Soret effect inducing subcritical and Hopf bifurcations in a shallow enclosure filled with a clear binary fluid or a saturated porous medium: A comparative study

Abstract

Soret-driven thermosolutal convection within a shallow porous or fluid layer subject to a vertical gradient of temperature is investigated analytically and numerically. The bridging between a clear fluid and Darcy porous media problems is conducted using the Brinkman–Hazen–Darcy model in its transient form. The analytical solution is derived on the basis of the parallel flow approximation, and validated numerically using a finite difference method by solving the full governing equations.
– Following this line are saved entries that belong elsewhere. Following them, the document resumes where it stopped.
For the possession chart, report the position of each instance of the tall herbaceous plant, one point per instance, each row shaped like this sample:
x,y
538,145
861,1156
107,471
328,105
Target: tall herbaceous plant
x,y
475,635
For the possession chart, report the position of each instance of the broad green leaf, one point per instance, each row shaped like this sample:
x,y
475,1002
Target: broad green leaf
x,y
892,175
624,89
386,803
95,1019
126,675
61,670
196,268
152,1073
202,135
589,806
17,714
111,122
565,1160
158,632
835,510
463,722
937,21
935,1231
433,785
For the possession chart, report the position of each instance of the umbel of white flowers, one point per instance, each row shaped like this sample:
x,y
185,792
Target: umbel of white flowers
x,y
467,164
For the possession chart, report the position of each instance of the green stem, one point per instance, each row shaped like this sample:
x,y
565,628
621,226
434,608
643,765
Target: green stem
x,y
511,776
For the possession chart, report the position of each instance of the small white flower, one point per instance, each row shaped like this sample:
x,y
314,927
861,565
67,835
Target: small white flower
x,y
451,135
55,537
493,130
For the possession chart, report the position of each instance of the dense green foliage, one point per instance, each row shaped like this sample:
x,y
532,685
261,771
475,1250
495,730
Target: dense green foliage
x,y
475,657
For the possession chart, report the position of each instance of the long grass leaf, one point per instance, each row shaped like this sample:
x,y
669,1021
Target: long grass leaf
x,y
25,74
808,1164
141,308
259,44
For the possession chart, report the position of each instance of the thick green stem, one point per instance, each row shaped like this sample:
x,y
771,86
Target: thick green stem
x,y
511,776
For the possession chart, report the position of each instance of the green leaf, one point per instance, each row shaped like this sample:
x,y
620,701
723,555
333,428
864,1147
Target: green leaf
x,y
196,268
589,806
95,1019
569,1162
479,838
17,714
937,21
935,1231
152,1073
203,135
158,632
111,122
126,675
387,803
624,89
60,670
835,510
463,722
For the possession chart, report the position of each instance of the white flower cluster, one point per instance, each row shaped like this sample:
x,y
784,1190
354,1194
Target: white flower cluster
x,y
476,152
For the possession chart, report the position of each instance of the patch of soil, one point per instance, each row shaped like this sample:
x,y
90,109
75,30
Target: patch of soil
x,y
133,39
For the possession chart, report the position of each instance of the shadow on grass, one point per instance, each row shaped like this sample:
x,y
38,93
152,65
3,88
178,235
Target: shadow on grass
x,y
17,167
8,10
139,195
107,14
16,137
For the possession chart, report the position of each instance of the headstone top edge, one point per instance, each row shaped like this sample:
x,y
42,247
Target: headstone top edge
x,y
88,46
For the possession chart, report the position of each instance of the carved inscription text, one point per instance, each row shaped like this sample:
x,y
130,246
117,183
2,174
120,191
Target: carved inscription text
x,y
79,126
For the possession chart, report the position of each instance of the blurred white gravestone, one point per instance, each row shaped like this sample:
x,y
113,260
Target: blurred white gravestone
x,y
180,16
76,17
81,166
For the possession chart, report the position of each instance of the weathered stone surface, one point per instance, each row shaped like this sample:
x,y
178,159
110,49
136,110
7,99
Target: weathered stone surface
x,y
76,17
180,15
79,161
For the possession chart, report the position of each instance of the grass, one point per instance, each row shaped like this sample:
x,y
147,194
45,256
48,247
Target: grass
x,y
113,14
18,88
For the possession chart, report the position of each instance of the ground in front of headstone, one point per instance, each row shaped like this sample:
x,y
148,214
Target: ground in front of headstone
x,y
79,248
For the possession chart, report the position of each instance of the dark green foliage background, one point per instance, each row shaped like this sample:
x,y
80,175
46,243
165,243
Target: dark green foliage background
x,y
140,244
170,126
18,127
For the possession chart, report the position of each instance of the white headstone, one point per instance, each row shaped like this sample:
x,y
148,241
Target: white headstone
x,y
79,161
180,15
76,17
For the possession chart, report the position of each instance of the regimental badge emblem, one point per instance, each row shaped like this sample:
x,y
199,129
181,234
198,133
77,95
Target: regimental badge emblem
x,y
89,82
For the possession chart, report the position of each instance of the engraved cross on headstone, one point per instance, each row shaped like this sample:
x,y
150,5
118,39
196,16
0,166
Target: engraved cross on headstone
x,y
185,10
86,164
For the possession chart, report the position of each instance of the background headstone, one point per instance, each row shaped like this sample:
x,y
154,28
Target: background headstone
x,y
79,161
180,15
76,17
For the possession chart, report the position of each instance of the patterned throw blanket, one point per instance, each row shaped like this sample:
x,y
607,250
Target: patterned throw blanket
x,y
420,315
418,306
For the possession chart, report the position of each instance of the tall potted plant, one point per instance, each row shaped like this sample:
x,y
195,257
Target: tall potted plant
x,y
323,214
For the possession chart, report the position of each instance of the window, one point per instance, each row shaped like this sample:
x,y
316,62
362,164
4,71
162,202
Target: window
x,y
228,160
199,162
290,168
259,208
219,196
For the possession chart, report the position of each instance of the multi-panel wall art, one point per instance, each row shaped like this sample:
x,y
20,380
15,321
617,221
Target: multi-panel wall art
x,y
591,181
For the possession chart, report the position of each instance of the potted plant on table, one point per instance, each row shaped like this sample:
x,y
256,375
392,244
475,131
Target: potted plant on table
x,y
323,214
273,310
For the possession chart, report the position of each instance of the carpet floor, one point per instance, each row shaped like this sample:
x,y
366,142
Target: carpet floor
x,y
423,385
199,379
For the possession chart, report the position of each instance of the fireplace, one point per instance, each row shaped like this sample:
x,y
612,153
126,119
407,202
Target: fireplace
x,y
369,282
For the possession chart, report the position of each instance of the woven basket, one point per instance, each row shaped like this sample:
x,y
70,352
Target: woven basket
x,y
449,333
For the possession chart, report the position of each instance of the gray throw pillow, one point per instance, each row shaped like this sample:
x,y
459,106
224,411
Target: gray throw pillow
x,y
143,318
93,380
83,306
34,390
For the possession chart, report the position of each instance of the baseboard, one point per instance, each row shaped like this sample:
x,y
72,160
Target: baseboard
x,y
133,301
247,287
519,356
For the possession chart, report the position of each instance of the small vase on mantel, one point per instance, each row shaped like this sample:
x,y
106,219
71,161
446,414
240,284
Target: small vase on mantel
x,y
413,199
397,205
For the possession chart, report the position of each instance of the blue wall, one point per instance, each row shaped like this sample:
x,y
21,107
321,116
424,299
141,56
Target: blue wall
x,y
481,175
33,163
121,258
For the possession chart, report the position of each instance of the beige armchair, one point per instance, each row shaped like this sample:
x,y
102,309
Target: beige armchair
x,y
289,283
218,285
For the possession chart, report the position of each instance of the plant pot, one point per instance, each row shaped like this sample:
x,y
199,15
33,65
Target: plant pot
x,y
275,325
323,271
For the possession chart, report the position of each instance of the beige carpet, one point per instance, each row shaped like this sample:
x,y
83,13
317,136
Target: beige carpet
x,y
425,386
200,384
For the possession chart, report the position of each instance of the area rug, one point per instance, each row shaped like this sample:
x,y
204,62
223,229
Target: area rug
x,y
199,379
The study is focused on the thermal diffusion effects on the flow intensity, and on the heat and mass transfer rates. In particular, a comparative study is made for the two limiting cases that emerge from the present investigation, namely the low porosity Darcy porous medium and the clear fluid medium. The flow behavior for both cases is qualitatively similar. The critical Rayleigh numbers for the onset of subcritical, oscillatory and stationary convection are determined explicitly as functions of the governing parameters for infinite and finite layers. At the onset of instabilities, the wavenumber is equal to zero and the oscillation frequency vanishes at the onset of Hopf bifurcation. For a finite aspect ratio enclosure, the frequency is finite and decreases as the aspect ratio increases. The codimension-2 point exists and different flow regimes are delineated. For constant heat flux boundaries, only standing oscillatory and steady waves are found to exist. The analytical and numerical results are found to be in good agreement, within the range of the governing parameters considered in the present study. The thermal diffusion effect on the flow intensity and on the heat and mass transfer is more enhanced for Darcy medium compared to the clear fluid, for which the viscous effects are significant.